Les exigences vis-à-vis de l'enseignement privé sous contrat ne sont donc pas minces dans cette affaire. Mais les négociations en cours comportent différents aspects "encore à régler". Quelles contreparties l'enseignement privé mettra-t-il dans la balance pour avaler la pilule ? Lors de la dernière campagne présidentielle, le secrétariat général de l'Enseignement catholique (Sgec) avait souhaité "rendre obligatoire l’attribution des mêmes subventions sociales […] au profit des enfants y ayant droit, sans considération de l’établissement qu’ils fréquentent" (lire notre article du 2 mars 2022). Or, de l'aveu même du ministre, la question de la restauration scolaire dans le protocole à venir est toujours en suspens. De là à imaginer la prise en charge de la cantine comme monnaie d'échange… Les collectivités, qui assument cette charge dans le secteur public, seront forcément attentives aux termes du protocole final. Interrogé dans le cadre de son déplacement à Bordeaux, ce 2 mars, Pap Ndiaye n'en a pas dit plus sur la "pression" qu'il entend exercer sur le privé.
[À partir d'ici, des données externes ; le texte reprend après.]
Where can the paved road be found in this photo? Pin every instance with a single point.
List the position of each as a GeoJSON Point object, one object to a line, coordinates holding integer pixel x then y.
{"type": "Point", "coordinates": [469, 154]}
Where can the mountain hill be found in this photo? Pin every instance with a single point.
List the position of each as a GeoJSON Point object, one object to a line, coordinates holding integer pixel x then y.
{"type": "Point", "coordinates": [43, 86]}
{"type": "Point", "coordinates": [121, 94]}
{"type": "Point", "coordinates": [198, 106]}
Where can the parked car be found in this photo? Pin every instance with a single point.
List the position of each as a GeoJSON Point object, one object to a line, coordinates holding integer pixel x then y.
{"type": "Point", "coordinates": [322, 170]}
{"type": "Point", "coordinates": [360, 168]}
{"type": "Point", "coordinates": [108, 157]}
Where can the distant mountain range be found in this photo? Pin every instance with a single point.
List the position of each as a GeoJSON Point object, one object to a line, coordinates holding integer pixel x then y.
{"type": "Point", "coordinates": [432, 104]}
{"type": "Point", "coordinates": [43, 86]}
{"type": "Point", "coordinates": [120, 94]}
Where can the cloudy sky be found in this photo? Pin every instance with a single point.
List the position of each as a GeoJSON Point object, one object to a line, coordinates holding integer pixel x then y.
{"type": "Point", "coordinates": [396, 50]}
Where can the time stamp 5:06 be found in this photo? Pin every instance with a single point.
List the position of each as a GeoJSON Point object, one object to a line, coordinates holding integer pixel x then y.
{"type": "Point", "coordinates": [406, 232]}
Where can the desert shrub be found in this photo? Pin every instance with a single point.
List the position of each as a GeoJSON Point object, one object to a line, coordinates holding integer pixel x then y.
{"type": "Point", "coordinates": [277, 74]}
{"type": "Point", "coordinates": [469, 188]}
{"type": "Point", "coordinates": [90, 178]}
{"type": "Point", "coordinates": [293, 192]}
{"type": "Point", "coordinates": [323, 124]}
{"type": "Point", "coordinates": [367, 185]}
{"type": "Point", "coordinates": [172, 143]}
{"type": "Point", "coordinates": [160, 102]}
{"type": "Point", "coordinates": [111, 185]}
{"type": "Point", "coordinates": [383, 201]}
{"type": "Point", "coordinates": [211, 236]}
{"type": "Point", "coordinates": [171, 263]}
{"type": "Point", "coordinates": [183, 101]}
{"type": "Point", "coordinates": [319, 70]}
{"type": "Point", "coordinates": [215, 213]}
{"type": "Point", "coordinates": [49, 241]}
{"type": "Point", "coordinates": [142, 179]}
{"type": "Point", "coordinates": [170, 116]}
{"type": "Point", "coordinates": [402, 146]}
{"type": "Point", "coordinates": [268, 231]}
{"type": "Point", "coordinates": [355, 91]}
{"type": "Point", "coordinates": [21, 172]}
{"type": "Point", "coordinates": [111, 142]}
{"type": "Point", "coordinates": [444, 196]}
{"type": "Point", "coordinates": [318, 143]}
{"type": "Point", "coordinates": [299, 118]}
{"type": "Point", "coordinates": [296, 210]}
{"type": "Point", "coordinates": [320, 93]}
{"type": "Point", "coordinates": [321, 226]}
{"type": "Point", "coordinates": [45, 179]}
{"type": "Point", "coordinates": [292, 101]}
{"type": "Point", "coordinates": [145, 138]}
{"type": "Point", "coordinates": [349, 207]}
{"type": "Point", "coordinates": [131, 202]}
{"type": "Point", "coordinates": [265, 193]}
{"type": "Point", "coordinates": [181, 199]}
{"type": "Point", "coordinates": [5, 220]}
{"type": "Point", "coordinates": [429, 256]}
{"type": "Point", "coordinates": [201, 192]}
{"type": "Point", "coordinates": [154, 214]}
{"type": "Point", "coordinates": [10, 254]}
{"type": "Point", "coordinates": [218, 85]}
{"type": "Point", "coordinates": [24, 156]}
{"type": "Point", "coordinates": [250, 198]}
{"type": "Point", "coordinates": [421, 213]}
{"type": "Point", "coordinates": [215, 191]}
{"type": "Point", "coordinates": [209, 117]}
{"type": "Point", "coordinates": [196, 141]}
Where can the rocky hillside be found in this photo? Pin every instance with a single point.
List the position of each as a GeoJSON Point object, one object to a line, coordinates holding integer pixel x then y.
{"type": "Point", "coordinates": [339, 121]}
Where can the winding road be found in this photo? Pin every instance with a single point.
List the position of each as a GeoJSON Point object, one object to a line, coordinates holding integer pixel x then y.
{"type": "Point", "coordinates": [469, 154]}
Élus et rectorat main dans la main
Le ministre de l'Éducation nationale s'est en revanche montré plus prolixe sur le rôle "essentiel" que les collectivités joueront pour favoriser la mixité sociale à l'école : "Sans des présidents de conseils départementaux, sans des maires qui soient allants sur le sujet, on n'arrivera à rien. Je me réjouis que la ville de Bordeaux soit décidée à avancer sur cette question essentielle pour la cohésion de notre société et la réussite de nos élèves", a-t-il déclaré.
À ses côtés, le maire de Bordeaux, venait d'entendre le cri du cœur des enseignantes de l'école maternelle Condorcet, située dans un quartier prioritaire, qui ont appelé à plus de mixité sociale dans leur établissement. Pierre Hurmic a reconnu qu'il existait "à Bordeaux, comme dans d'autres grandes villes, une stratégie d'évitement de certains établissements, et souvent des évitements à tort". Pour lui, ses concitoyens "ne connaissent pas les performances de certains établissements dans les quartiers difficiles". Pour lutter contre le "bouche-à-oreille" entre parents, le "devoir des élus est de changer la tonalité, faire connaître ces établissements et persuader les parents que leurs enfants y auront une bonne éducation scolaire. C'est une responsabilité collective de l'Éducation nationale et des élus que nous sommes".
Les recettes de Pierre Hurmic ressemblent d'ailleurs fort à celles de Pap Ndiaye : faire connaître ces établissements, associer le secteur privé qui "profite souvent des stratégies d'évitement", "revoir les périmètres de la carte scolaire pour intégrer des quartiers comme le Grand Parc [où se trouve l'école Condorcet de Bordeaux, ndlr], où une partie est plutôt défavorisée mais l'autre partie ne l'est pas, et faire en sorte que la carte permette cette mixité". Le tout grâce à un travail en commun avec le rectorat par lequel la collectivité, qui "connaît bien le territoire", doit "prendre toute sa place". "Cela fait partie des sujets que l'on a mis à l'ordre du jour, et les contacts que nous avons pris aujourd'hui vont nous permettre de poursuivre cette discussion au niveau du ministère", se réjouit Pierre Hurmic. En le quittant, Pap Ndiaye lui a donné rendez-vous pour "reparler de mixité".